Gotham came in, and brought home with her.
The feeling of her, of Gotham City, slunk into the apartment like a smog, like the cool fog that rolls off her river and sinks into her streets.
Cool and comfortable and so familiar he wants to cry with relief. The shadows of her expand to fill all the corners and spaces Dick left. Tendrils curling under furniture, around books, and seeping into all the hiding spaces in the walls and floors.
Nothing was secret from Gotham. She always knew how and what and why people hide.
Dick couldn’t hide from her, even if he wanted to.
He’d been hers since he was a boy.
Huh, weird dream, thinking of Gotham coming to him in New York. But it was so nice to dream of home that he rolled back over, hunkering down in a curl of limbs and sweat, face away from the door to feel the lie of Gotham even better.
Gods, it felt so good to smell Gotham in the air. It seemed like the sun dimmed, even through all those glass panes. This was a dream, a hallucination because he’d been such a mess the last few days that he can’t keep his head on straight.

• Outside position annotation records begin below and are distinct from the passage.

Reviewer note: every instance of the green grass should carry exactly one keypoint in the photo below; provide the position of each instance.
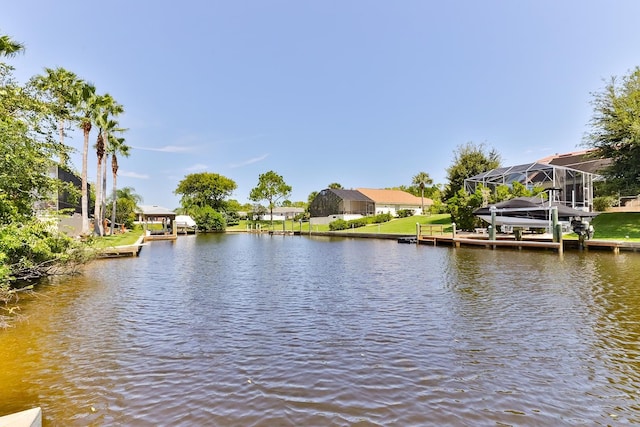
(608, 226)
(617, 226)
(395, 226)
(123, 239)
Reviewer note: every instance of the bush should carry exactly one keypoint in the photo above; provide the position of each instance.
(338, 224)
(207, 219)
(357, 223)
(601, 204)
(380, 218)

Wishing for the deep greys and mists of Gotham to feel whole again.
Oh. The mirror frosted over, reflecting back the shifting shadows and a deep well of brilliance in the centre.
Maybe—Was Gotham here?
Dick’s mouth dropped open, and he tasted her on the air.
She was beautiful and magnificent and too good for him. She was so welcome he couldn’t properly look at her, for fear that she’d disappear.

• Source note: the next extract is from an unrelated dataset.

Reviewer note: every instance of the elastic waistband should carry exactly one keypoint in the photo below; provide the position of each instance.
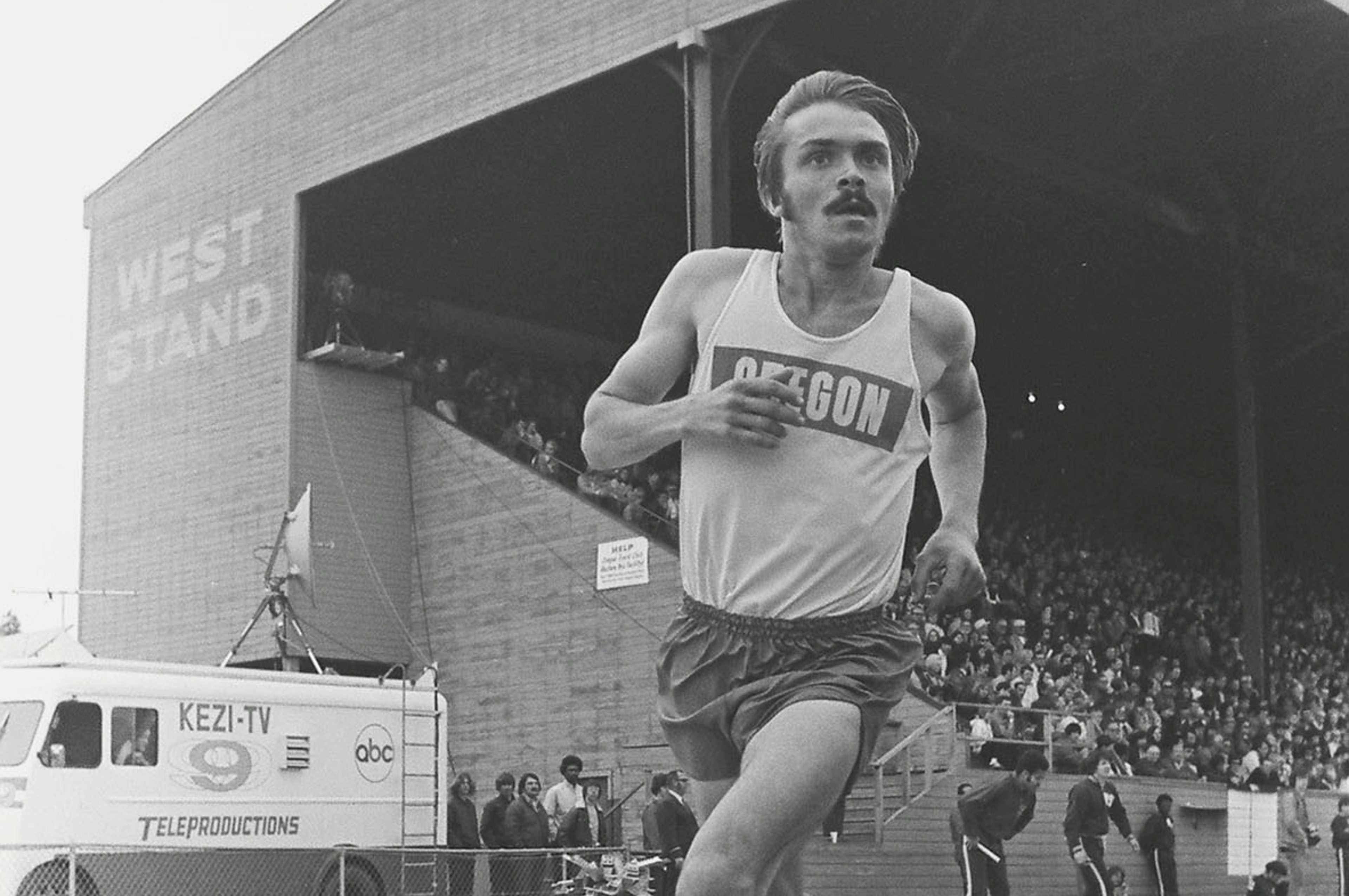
(769, 627)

He didn’t dare turn around.
She reached out a hand, and touched his shoulder.
Her hand was so cool she froze all the aching bits inside of him which were toobrighttooloudtoomuchtoohot and let them all settle down, with her at the centre of the chaos that was falling down into logic and love.
The ache she filled was so overwhelming he started to cry.
“Gotham? You came?” Dick asked, in wonder, looking down at that beautiful hand with skin the same colour as the rich clay of her riverbanks, warm brown and copper-toned, and so familiar, even if he has only seen her like this a few times.
“You had some friends who worried. Loudly.”
She crowded up behind him, her knees lodged behind his, and her body cradling his within her arms. He breathed in the smell of her, the sound of the wind through her buildings, the wet cobbles beneath his feet, the rust flaking onto his fingers from the old iron work bridges.
“Thank you,” he whispered.
“You’re mine, Dick Grayson. You’ve been gone so long I thought maybe you had forgotten that.”
Dick laughed, which was something more like a relieved hiccup, and relaxed into her hold. She smelt of home, and her hair fell across his face in a wave of darkness and smoke.
He slept so well in her arms. Safe and warm, her scent like burnt sugar.